La solution parlementaire sur le vote du 9 février 2014 "est une tromperie"

Le professeur de droit Andreas Auer.
La solution parlementaire sur le 9 février 2014 "est une tromperie" Forum / 11 min. / le 20 septembre 2016
Alors que le National empoigne mercredi le dossier de la mise en œuvre du 9 février 2014, le professeur de droit Andreas Auer estime que la solution parlementaire proposée "méprise manifestement la volonté populaire".

La mise en oeuvre de l'initiative baptisée "contre l'immigration de masse" devrait être réalisée avec la mise en place notamment d'une préférence indigène, selon la proposition de la commission des institutions politiques du Conseil national. Mais avec cette solution, le Parlement prend clairement ses distances avec le texte de l'UDC.

Interrogé mardi dans l'émission Forum, le professeur honoraire de droit constitutionnel Andreas Auer estime qu'il s'agit d'un mépris clair de la volonté populaire. "Cela me paraît assez évident dans la mesure où la Constitution dit contingents, plafond annuel et préférence nationale, et le projet de la commission du Conseil national ne dit à peu près rien de contraignant (…) Donc la différence entre la Constitution et la loi est manifeste."

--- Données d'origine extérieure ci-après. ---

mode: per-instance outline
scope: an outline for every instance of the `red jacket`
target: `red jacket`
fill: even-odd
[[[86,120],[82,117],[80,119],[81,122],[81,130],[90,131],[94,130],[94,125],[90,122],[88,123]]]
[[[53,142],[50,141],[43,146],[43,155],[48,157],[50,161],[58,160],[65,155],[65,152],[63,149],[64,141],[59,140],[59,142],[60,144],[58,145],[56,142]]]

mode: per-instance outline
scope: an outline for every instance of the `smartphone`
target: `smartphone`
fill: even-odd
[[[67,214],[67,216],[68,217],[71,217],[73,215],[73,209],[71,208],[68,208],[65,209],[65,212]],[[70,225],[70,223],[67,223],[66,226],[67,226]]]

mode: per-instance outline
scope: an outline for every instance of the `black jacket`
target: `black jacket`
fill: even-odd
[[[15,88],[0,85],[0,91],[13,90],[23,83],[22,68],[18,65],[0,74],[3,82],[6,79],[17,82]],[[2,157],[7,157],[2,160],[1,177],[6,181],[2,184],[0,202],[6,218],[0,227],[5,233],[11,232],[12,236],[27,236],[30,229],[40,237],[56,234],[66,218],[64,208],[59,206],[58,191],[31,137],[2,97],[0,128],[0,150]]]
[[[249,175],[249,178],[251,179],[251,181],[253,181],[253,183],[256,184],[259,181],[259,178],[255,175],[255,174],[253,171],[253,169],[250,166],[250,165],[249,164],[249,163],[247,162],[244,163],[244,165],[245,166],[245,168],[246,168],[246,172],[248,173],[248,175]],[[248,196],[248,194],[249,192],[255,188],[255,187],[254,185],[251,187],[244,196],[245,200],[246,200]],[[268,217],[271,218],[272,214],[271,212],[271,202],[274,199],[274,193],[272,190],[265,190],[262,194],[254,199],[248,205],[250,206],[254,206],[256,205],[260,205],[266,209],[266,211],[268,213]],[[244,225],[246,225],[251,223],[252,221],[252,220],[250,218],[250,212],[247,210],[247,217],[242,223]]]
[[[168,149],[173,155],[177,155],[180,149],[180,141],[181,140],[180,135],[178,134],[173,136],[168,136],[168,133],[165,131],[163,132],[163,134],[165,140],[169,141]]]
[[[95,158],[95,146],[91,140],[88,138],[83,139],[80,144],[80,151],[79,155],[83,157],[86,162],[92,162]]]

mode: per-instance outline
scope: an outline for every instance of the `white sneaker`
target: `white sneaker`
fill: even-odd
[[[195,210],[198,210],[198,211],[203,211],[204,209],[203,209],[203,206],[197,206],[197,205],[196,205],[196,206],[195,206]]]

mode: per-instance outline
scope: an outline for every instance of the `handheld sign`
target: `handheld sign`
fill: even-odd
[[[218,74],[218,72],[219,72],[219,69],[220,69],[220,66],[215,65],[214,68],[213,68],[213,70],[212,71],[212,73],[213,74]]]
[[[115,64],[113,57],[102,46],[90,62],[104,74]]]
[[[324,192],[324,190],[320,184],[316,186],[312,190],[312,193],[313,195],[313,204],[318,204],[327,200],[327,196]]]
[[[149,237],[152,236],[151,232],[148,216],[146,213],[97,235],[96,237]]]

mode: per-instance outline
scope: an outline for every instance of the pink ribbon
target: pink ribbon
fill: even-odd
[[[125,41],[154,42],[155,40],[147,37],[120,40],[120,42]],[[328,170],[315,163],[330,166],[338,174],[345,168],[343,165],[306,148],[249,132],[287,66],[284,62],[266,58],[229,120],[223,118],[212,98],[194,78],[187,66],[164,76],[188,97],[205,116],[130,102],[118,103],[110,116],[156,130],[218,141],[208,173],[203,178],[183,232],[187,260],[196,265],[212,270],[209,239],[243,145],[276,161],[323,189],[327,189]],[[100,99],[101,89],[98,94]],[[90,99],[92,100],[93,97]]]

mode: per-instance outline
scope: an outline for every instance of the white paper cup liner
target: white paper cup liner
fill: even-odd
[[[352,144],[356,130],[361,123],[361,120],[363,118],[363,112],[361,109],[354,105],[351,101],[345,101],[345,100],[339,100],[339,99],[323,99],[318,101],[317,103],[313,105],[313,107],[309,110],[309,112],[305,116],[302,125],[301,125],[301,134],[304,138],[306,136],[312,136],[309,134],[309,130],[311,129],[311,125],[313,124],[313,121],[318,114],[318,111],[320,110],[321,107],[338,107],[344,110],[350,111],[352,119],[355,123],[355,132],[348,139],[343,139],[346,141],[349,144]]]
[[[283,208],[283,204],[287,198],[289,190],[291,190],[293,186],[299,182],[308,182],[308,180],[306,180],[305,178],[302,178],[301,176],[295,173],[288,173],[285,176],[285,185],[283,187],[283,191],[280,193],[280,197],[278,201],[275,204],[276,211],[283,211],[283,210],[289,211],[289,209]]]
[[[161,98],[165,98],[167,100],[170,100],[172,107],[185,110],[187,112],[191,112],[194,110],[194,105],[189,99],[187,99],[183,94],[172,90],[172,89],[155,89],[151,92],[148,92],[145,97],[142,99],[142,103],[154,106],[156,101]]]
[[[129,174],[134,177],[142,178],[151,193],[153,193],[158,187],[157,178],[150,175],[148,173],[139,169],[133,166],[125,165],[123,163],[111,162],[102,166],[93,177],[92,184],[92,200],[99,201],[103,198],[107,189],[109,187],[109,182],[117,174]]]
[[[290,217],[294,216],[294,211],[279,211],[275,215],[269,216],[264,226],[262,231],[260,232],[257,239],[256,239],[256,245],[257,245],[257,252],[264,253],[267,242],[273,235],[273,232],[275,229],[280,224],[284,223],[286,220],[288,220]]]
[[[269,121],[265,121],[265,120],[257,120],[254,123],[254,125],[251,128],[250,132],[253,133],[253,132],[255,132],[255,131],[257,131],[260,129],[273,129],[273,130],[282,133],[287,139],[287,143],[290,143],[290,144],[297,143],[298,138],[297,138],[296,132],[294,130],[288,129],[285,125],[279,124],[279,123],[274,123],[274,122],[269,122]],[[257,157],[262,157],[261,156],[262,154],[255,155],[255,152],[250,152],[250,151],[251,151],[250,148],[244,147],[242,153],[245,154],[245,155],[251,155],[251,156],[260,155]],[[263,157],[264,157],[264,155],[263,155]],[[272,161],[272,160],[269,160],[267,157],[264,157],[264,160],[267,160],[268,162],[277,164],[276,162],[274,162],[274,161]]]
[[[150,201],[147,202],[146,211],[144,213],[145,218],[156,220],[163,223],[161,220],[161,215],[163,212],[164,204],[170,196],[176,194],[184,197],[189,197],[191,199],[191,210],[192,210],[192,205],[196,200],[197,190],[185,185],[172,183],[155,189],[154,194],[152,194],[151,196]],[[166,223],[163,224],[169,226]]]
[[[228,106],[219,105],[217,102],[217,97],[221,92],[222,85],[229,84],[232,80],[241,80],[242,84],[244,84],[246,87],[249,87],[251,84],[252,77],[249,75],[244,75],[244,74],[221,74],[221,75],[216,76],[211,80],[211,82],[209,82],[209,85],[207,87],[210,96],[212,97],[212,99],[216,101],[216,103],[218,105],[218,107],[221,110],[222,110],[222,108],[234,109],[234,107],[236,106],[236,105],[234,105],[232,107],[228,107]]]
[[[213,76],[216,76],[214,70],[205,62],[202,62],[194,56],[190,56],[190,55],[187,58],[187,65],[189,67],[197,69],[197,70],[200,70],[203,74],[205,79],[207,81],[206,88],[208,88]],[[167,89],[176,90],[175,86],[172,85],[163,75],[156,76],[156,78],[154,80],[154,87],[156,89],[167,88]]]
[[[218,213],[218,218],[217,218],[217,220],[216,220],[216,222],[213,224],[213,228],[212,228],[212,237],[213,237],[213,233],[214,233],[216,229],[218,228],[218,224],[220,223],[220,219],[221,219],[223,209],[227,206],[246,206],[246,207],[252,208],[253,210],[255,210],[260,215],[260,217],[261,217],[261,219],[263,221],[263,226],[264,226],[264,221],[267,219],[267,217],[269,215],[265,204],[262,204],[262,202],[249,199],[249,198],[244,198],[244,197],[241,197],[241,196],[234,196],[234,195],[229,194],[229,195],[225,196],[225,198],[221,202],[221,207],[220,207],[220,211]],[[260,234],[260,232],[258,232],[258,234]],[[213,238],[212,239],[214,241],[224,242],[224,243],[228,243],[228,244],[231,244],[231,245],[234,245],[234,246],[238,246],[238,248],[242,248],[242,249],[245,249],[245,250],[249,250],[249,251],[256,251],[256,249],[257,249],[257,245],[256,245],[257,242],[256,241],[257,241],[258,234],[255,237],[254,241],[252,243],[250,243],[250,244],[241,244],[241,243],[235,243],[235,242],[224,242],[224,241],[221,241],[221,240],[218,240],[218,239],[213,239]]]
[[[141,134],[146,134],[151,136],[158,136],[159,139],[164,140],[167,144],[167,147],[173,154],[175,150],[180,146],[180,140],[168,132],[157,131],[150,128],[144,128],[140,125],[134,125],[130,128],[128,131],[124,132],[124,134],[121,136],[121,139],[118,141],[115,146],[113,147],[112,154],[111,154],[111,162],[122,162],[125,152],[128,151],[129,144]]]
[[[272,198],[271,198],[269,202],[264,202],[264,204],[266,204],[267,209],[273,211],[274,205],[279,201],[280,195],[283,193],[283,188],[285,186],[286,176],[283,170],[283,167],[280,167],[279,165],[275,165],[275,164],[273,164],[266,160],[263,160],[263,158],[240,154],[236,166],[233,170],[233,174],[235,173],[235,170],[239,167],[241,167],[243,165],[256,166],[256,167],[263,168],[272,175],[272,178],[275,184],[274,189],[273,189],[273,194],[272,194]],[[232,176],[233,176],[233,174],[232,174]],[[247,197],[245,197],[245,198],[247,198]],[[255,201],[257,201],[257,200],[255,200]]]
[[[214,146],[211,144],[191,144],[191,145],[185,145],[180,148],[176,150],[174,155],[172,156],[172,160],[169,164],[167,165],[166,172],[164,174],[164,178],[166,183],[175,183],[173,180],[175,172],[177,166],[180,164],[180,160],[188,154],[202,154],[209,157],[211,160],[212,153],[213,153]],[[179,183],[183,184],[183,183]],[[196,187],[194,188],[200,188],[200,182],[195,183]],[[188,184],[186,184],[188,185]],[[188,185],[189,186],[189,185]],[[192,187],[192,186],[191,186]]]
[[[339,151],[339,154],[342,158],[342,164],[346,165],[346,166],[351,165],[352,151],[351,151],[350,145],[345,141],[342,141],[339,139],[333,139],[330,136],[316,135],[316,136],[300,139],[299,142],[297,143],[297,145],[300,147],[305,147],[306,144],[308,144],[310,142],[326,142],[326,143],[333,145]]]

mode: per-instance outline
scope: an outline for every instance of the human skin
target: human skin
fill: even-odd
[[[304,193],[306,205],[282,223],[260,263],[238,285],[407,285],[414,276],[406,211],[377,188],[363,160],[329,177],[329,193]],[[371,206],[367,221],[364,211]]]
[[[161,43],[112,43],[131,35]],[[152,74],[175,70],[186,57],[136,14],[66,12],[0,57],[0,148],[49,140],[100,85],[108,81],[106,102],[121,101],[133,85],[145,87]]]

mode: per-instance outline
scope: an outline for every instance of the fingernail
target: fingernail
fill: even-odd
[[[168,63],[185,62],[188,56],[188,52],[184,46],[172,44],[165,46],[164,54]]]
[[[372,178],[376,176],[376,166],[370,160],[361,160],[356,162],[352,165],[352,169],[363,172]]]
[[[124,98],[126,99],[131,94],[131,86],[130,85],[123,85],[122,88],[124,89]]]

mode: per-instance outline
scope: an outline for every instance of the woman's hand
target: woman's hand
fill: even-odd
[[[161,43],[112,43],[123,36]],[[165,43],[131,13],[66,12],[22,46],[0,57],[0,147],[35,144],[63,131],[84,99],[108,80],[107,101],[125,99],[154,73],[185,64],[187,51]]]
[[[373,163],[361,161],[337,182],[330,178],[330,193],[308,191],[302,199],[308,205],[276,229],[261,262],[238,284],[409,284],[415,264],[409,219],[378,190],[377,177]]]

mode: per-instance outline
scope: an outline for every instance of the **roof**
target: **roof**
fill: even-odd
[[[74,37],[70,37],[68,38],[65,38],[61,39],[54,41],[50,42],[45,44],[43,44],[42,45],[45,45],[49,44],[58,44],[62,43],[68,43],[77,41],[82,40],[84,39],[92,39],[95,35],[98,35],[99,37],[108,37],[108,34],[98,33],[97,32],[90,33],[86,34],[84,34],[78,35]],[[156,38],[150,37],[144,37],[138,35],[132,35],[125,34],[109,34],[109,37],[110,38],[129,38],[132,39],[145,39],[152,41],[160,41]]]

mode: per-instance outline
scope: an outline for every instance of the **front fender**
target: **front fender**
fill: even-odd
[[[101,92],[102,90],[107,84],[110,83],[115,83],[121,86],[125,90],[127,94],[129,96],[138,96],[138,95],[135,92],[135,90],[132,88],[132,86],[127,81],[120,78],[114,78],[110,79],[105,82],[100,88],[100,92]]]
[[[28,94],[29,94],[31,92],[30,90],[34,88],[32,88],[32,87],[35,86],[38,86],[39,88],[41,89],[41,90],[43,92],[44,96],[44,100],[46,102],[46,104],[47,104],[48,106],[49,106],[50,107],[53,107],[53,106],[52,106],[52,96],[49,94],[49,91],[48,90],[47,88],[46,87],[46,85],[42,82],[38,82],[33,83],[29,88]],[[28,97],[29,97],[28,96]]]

Confiance du peuple ébranlée

Le peuple n'est pas le seul organe qui compte en Suisse reconnaît volontiers Andreas Auer, "mais quand la Constitution dit A et la loi dit B, il y a un gros problème. Et cela sape la confiance que les gens peuvent avoir, devraient avoir, dans notre Constitution - qui jusqu'à maintenant était assez bien respectée."

Le professeur des universités de Genève et Zurich estime donc que la proposition dont vont débattre les Chambres fédérales n'est vraiment pas une bonne solution: "On essaie de s'enfiler entre les contraintes de l'Union européenne et de notre Constitution."

Revenir sur ce "vote malheureux"

Andreas Auer rappelle qu'il est l'un des initiants de l'initiative RASA, qui veut faire revoter le peuple. "Je pense que la meilleure solution, et la solution la plus claire au problème que nous a causé le malheureux vote du 9 février 2014, c'est de revenir sur cette décision et de donner au peuple un choix très clair: 'voulez-vous vraiment ces foutus contingents, ou voulez-vous maintenir les relations bilatérales?' On ne peut pas avoir les deux."

Pour le spécialiste du droit constitutionnel, "la proposition de la commission du Conseil national essaie de trouver un compromis qui n'en n'est pas un, parce que c'est une tromperie à tous les égards, qui n'est pas franche, qui ne donne pas une solution durable, et qui ne résoudra pas le problème".